L’Afrique, nouvelle frontière du djihad ?

Cette recension a été publiée dans le numéro d’hiver de Politique étrangère
(n° 4/2018)
. Alain Antil, directeur du Centre Afrique subsaharienne de l’Ifri, propose une analyse de l’ouvrage de Marc-Antoine Pérouse de Montclos, L’Afrique, nouvelle frontière du djihad ? (La Découverte, 2018, 160 pages).

L’auteur est un spécialiste reconnu des conflits en Afrique subsaharienne, et l’un des premiers chercheurs à avoir travaillé sur les mystérieux « talibans » du nord-est du Nigeria, par la suite connus sous le nom de Boko Haram.

L’analyse du terrorisme en Afrique subsaharienne oppose, depuis son apparition, ceux qui considèrent que l’on a affaire à la progression d’un front (le fameux « arc de crises »), à ceux qui insistent sur le contexte local et national.

Les premiers s’appuient sur des faits concrets (financements, circulations de combattants et d’idées, diffusion du wahhabisme, conquête de territoires, stratégies de communications similaires), et tentent de décrire un tout cohérent. À cette approche s’opposent ceux qui entendent, comme ici l’auteur, analyser le développement des groupes djihadistes dans leur contexte propre : dynamiques locales, historicité du fait djihadiste (les multiples États théocratiques ayant fleuri au Sahel durant le XIXe siècle), histoire de la violence tant au niveau local que national, et bien sûr substrat socio-économique.

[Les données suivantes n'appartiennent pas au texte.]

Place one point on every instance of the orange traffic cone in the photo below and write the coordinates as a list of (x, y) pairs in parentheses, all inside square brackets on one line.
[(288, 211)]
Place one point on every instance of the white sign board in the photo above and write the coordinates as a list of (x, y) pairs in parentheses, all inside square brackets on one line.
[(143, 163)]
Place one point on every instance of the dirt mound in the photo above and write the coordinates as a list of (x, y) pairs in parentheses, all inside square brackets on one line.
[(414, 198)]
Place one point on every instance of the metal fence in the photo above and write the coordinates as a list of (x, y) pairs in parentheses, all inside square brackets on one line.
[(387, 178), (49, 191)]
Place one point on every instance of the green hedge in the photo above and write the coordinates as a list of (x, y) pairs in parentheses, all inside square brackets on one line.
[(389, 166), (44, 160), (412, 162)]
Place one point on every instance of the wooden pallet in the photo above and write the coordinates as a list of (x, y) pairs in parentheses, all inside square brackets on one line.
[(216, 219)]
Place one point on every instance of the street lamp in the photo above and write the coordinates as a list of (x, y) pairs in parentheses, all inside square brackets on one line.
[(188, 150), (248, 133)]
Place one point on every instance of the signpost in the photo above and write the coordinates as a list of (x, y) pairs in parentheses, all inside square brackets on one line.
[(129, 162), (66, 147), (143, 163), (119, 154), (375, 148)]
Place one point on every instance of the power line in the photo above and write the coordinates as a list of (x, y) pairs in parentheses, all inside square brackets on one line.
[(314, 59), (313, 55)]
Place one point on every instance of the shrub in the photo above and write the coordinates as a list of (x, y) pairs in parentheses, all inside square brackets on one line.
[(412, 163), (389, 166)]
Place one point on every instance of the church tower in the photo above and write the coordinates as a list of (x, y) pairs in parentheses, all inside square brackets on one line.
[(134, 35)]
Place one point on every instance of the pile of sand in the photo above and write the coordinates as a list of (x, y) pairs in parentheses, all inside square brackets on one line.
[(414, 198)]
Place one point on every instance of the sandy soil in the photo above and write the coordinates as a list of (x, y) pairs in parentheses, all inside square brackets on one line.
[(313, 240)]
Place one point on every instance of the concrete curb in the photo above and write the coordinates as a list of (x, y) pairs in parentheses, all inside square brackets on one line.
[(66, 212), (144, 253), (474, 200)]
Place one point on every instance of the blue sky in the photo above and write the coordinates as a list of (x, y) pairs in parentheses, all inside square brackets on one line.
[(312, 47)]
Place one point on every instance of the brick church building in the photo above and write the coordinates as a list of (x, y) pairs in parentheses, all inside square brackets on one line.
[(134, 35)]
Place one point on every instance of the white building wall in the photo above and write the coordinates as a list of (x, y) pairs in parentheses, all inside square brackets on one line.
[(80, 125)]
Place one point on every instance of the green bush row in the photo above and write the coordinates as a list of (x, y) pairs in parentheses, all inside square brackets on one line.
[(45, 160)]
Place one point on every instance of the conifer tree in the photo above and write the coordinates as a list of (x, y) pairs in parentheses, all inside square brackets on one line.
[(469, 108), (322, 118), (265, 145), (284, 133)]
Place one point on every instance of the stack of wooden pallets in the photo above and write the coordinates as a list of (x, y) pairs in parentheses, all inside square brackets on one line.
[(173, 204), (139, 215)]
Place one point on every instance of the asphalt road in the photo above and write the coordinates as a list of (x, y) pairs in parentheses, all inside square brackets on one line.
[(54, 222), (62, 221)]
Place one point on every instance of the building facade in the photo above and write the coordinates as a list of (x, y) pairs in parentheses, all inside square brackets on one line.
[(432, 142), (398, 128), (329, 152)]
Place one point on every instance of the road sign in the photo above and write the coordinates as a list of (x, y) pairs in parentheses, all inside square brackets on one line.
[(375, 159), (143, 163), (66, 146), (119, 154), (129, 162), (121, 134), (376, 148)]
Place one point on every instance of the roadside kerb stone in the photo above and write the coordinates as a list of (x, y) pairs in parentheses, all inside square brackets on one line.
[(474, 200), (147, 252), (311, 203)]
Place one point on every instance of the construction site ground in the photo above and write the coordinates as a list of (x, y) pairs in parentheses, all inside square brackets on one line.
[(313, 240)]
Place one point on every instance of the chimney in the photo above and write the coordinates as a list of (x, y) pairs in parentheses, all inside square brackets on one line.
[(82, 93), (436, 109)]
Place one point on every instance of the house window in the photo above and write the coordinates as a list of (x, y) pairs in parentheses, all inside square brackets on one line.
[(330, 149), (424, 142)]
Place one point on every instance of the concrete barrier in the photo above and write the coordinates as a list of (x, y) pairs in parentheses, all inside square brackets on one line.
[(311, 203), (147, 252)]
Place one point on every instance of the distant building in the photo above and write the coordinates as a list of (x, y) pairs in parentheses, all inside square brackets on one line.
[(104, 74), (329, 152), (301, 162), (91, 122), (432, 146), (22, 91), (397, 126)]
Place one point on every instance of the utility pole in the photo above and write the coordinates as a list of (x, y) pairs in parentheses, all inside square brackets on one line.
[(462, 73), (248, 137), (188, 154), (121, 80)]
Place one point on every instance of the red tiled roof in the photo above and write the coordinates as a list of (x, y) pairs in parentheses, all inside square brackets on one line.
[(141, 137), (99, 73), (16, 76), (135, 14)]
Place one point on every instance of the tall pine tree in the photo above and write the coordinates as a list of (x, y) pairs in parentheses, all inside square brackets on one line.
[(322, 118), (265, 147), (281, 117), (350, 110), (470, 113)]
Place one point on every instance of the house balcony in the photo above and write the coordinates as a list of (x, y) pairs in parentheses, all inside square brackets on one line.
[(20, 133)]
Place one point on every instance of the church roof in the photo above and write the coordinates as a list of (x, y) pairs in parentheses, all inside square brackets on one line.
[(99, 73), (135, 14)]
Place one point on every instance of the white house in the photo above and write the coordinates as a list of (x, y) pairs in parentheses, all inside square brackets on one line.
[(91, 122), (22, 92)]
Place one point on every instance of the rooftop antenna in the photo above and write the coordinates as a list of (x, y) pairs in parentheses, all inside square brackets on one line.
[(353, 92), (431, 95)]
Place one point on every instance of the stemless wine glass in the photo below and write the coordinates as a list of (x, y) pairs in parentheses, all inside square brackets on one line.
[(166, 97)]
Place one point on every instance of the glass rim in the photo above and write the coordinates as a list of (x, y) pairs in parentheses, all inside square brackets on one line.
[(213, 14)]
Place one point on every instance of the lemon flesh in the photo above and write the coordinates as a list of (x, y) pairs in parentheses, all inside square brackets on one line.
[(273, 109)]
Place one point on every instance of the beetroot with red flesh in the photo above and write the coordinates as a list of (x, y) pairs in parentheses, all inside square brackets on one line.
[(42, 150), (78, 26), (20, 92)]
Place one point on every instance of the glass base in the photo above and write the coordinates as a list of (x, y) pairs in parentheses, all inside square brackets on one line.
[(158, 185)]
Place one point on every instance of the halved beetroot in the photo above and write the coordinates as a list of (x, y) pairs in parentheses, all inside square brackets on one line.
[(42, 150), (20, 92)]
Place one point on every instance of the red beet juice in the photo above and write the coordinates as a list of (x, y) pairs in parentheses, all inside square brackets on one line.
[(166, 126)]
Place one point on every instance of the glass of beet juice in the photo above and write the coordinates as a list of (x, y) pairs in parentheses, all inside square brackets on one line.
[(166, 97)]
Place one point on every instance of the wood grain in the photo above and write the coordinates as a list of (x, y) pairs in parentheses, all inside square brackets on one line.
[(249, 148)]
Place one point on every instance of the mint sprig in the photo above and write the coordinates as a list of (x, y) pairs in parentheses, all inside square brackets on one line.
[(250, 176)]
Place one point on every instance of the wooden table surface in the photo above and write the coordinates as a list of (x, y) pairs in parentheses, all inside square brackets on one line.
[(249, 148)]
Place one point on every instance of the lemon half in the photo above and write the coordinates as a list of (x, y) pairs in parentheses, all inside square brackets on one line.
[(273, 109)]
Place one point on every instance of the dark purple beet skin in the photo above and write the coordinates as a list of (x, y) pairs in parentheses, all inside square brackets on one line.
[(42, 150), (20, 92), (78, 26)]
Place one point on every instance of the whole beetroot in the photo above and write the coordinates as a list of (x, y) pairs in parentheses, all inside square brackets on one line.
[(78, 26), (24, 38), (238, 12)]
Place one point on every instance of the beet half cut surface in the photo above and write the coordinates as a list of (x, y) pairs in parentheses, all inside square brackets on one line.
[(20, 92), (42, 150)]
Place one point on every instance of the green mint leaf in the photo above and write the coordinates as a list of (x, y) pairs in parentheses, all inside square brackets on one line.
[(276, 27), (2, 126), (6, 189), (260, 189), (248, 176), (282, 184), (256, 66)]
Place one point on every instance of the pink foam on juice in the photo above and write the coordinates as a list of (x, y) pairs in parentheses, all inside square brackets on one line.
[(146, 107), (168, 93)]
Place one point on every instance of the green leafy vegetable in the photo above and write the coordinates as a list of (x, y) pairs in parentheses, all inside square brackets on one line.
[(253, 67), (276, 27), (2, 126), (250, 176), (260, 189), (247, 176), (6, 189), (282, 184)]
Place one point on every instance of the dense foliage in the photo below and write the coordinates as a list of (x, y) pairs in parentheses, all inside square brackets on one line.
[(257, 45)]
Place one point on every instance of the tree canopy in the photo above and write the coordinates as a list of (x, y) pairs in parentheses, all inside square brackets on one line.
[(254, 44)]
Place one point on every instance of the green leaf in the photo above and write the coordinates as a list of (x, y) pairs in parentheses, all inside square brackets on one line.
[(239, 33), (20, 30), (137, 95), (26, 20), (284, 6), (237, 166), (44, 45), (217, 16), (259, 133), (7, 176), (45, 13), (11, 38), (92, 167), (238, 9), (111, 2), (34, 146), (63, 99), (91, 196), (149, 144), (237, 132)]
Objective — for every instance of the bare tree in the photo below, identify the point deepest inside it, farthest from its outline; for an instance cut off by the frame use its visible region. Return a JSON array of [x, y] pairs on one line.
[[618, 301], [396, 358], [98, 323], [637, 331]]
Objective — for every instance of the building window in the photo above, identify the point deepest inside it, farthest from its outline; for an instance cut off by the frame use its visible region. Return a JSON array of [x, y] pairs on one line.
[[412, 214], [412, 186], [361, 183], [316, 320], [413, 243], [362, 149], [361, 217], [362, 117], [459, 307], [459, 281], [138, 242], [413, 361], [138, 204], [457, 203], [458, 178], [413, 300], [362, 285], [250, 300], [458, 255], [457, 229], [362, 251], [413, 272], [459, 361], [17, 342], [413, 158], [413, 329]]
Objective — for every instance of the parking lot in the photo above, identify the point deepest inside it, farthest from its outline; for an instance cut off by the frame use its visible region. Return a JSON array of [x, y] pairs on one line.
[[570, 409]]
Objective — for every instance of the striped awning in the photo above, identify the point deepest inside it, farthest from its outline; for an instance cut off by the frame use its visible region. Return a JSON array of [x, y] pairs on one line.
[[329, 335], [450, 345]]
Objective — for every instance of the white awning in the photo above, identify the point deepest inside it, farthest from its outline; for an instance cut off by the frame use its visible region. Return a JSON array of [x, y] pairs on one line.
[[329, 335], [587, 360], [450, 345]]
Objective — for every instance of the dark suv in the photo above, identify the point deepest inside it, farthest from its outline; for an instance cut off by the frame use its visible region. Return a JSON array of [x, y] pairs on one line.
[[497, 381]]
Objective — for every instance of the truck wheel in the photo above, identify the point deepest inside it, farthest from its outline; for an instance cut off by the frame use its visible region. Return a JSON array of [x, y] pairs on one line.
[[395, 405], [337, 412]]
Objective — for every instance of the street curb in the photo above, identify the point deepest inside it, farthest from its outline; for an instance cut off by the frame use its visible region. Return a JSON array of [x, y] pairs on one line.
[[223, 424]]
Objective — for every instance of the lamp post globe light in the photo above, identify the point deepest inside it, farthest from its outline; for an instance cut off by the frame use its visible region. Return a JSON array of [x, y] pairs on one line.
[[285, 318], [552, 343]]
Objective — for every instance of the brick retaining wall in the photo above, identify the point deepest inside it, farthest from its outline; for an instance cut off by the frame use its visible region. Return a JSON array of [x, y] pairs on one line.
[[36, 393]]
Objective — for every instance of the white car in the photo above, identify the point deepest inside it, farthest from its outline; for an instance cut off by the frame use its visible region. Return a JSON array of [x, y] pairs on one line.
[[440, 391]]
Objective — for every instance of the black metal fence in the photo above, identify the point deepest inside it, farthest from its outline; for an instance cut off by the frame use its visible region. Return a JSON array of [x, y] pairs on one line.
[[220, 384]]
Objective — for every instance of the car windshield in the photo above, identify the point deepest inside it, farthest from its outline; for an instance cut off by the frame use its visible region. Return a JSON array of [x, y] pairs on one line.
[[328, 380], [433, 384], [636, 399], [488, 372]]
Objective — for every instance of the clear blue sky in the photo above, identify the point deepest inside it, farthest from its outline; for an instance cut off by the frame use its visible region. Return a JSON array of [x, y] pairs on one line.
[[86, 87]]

En effet, bien que ces groupes djihadistes puissent connaître des influences, des inspirations et des financements extérieurs au continent, et penser s’insérer à leur manière dans un djihad global, on ne peut les analyser et les comprendre sans s’interroger sur les dynamiques à l’œuvre localement. Des études sur les djihadistes sahéliens, s’appuyant sur les parcours de vie de repentis ou de personnes détenues dans le cadre d’affaires terroristes, montrent en effet la pluralité des motivations individuelles à rejoindre ces groupes : religieuses certes, mais aussi pour des raisons financières, ou pour protéger sa famille ou sa communauté, pour régler des comptes avec une communauté rivale, pour accéder plus facilement au mariage, pour instaurer un ordre politico-juridique plus juste inspiré par la charia, et ainsi balayer une classe politique et affairiste irrémédiablement corrompue…

L’auteur, à travers une série de chapitres convaincants, travaille donc à la fois à critiquer l’approche globaliste et à démontrer la fragmentation extrême du djihadisme, ainsi que l’inscription de ces groupes dans des dynamiques locales et des trajectoires nationales. La démonstration est stimulante, en particulier sur le Nigeria, où l’auteur montre que l’on ne peut comprendre le degré de violence et de cruauté de Boko Haram sans réfléchir sérieusement au rôle de la violence des forces armées nigérianes dans l’aggravation et la durée du conflit. Déjà, la guerre du Biafra s’était prolongée en raison du jusqu’au-boutisme des sécessionnistes qui craignaient un génocide de la part des forces armées. De même, la gestion sécuritaire de Boko Haram a été parsemée de décisions qui ont aggravé le problème. La liquidation, en 2009, d’un millier de membres de Boko Haram a contribué à transformer une secte violente en machine de guerre impitoyable. La cruauté de l’armée nigériane et l’emploi de troupes auxiliaires (Civilian Joint Task Force – CJTF) ont conduit Boko Haram à une stratégie de terreur pour dissuader des villages de rejoindre les CJTF.

Au-delà du seul cas nigérian, l’auteur souligne que l’attitude des forces armées est partout un problème, de même que le combat contre un « terrorisme » mal défini juridiquement, ce qui permet de réprimer d’autres formes de contestation sociale.

Cet ouvrage est indispensable pour aborder avec quelque recul le fait djihadiste en Afrique subsaharienne.